Regarding the autonomous vehicle, the horizons of maturation are somewhat longer, although steps are already being taken to achieve it, first in technology and second in strengthening the telecommunications infrastructure referred to in the question previous to have network capacity so that all vehicles are connected.
In this segment, companies such as Alphabet stand out in the portfolios with the Waymo project, or Tesla for the efforts towards autonomous driving. They are names to target and that have the capacity to lead future growth.
"While we don't have truly autonomous cars in many cities yet, beyond more limited cases like Waymo in Arizona, we've seen a lot of new technologies that could be incremental steps toward autonomous driving that could make driving safer." Gannatti.
The evolution towards a more sustainable economy is another of the points that receives the light of the spotlights of the experts in megatrends. In fact, Bill Gates paid a lot of attention to green energy with his recent book How to Avoid Climate Disaster. He was notable that he separated the concepts of solar and wind energy, from nuclear or geothermal energy.
This is probably the sector that will attract the most private investment in the coming years. Spain, together with the rest of the countries of the European Union, has committed to ensuring that by 2030, at least 32% of the energy consumed comes from clean energy. It wants to go further and has set itself the goal of reaching a 42% share. These objectives imply installing 30,000 MW in solar projects and 22,000 MW in wind projects, which offers opportunities.
"Despite the enormous progress that has been made in Spain, if we compare these figures with the current installed power, it implies building a wind farm that is practically the same as the one that exists today and twice the installed power in solar", the Altamar experts explain. The use of coal in electricity generation alone accounts for nearly a third of global energy-related CO2 emissions. Europe is a pioneer in clean energy and has the most mature market.
The United States has great potential for recovery, especially with the support of the Democrats. For Marcireau, the goal of carbon neutrality by 2060 is also very supportive. And not only that. So is the US investment of $2 trillion in clean energy and the full decarbonization of the electricity sector by 2035, in order to reach a larger goal of net zero carbon emissions by 2050.
“The potential for increased demand for renewable energy, globally, as well as the electrification of the transport and industry sectors and plans by oil and gas companies to increase their participation in the electricity value chain , they are accelerating the convergence of the energy industry“, describes Macpherson.

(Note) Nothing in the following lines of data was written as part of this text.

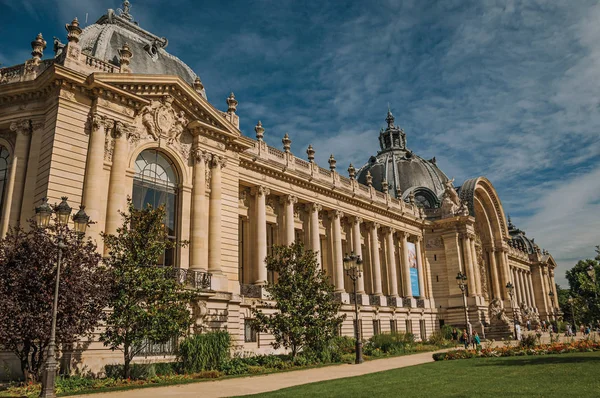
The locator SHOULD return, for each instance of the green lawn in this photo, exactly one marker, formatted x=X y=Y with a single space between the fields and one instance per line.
x=566 y=375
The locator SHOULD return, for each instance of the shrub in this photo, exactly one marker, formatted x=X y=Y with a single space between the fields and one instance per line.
x=234 y=366
x=394 y=343
x=528 y=341
x=204 y=351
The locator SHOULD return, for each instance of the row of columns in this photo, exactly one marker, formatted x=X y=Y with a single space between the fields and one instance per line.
x=314 y=243
x=523 y=283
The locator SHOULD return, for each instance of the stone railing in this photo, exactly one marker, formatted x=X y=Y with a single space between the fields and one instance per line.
x=316 y=174
x=98 y=64
x=251 y=291
x=374 y=300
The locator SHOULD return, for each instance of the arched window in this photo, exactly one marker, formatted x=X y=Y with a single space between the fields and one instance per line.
x=155 y=183
x=4 y=165
x=426 y=198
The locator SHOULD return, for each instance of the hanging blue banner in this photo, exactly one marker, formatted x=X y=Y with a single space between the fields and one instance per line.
x=414 y=270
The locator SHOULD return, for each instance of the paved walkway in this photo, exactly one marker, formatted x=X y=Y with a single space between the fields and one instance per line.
x=271 y=382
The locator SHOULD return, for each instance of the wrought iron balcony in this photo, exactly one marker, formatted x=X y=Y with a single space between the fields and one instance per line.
x=195 y=279
x=251 y=291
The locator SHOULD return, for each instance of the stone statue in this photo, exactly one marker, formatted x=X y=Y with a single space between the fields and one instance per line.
x=497 y=314
x=451 y=203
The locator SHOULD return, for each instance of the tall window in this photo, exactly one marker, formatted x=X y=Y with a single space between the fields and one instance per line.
x=155 y=183
x=4 y=162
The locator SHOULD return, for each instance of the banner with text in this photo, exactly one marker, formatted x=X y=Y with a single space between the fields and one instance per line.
x=414 y=270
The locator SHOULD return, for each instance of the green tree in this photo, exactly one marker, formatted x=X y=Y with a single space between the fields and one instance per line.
x=584 y=290
x=306 y=310
x=28 y=262
x=149 y=305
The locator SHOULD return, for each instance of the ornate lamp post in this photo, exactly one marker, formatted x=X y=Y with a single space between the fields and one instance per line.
x=551 y=294
x=43 y=213
x=461 y=280
x=511 y=292
x=353 y=267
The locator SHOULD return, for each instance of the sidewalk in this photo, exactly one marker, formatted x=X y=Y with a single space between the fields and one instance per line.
x=272 y=382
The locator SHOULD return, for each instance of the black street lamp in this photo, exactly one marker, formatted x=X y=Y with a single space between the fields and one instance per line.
x=353 y=267
x=572 y=301
x=43 y=213
x=511 y=292
x=551 y=294
x=461 y=280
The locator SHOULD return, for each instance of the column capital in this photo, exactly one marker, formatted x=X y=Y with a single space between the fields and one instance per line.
x=289 y=199
x=22 y=127
x=356 y=219
x=217 y=161
x=311 y=207
x=200 y=156
x=333 y=214
x=388 y=230
x=259 y=190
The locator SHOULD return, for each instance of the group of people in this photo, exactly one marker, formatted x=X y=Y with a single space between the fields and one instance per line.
x=466 y=339
x=585 y=330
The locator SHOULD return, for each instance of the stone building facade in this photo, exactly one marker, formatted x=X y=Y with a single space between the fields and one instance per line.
x=113 y=115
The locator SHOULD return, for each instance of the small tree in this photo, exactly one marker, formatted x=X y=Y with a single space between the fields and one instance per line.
x=27 y=279
x=307 y=312
x=149 y=305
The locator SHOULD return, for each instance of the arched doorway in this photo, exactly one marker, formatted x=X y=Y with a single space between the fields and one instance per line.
x=156 y=183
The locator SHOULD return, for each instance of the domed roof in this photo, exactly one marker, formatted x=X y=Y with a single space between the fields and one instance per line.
x=106 y=37
x=404 y=171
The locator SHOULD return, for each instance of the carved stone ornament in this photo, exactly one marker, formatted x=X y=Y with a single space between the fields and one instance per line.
x=159 y=119
x=452 y=205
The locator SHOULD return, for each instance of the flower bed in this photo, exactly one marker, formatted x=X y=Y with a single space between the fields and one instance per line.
x=508 y=351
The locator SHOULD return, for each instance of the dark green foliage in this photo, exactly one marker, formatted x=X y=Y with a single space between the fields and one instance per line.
x=307 y=312
x=207 y=351
x=143 y=371
x=528 y=341
x=27 y=280
x=148 y=303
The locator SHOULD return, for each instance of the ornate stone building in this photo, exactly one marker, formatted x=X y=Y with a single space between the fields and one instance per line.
x=113 y=115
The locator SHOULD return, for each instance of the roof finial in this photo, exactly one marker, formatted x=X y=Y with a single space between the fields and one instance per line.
x=390 y=118
x=124 y=12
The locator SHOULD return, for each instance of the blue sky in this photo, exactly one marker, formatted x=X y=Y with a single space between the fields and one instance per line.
x=505 y=89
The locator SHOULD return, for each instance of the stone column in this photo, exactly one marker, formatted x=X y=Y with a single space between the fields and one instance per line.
x=494 y=272
x=478 y=283
x=531 y=292
x=199 y=244
x=420 y=267
x=338 y=256
x=504 y=271
x=93 y=190
x=117 y=191
x=288 y=202
x=217 y=163
x=260 y=215
x=19 y=168
x=357 y=248
x=469 y=265
x=375 y=262
x=315 y=237
x=391 y=262
x=405 y=267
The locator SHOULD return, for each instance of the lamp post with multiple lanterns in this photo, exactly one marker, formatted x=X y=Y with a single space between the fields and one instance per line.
x=511 y=292
x=43 y=214
x=353 y=265
x=461 y=280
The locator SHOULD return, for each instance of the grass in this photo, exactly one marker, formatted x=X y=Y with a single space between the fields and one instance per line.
x=565 y=375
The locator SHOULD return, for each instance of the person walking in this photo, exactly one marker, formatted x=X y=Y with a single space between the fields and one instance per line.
x=465 y=339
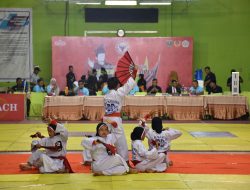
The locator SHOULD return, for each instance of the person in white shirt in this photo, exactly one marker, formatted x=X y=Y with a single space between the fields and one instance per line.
x=103 y=153
x=53 y=88
x=161 y=138
x=34 y=76
x=113 y=102
x=52 y=159
x=145 y=160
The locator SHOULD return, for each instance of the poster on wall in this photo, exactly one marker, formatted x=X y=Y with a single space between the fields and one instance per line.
x=16 y=44
x=157 y=57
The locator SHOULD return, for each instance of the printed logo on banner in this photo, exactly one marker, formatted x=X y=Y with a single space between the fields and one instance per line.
x=177 y=43
x=185 y=43
x=13 y=21
x=12 y=107
x=122 y=47
x=60 y=43
x=170 y=43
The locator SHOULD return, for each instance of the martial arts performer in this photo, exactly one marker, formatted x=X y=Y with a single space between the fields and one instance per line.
x=113 y=101
x=52 y=159
x=160 y=138
x=144 y=160
x=103 y=153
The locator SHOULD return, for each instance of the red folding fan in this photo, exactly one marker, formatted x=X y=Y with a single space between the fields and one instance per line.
x=125 y=68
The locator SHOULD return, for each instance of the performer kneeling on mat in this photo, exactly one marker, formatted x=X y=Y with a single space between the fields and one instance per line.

Hydrogen is a fairly new segment and the growth rates will be impressive. However, investors need to be aware of the uncertainty surrounding the potential market and highly competitive landscape for fuel cells and electrolysers.
Therefore, these trends alone require a significant increase in renewable energy. "But for heavy transport and shipping, industrial processes such as steel production, long-term energy storage for the grid, and some forms of heating, the technological solution seems to be green hydrogen, another of the future revolutions," Schroders' team argues.
MYR Group, Livent, Ameresco, Albe-marle, ChargePoint Holdings or Daqo New Energy are examples, some of the companies best positioned to move towards an energy transition from brown to green. The present is clear, although the future is yet to be written.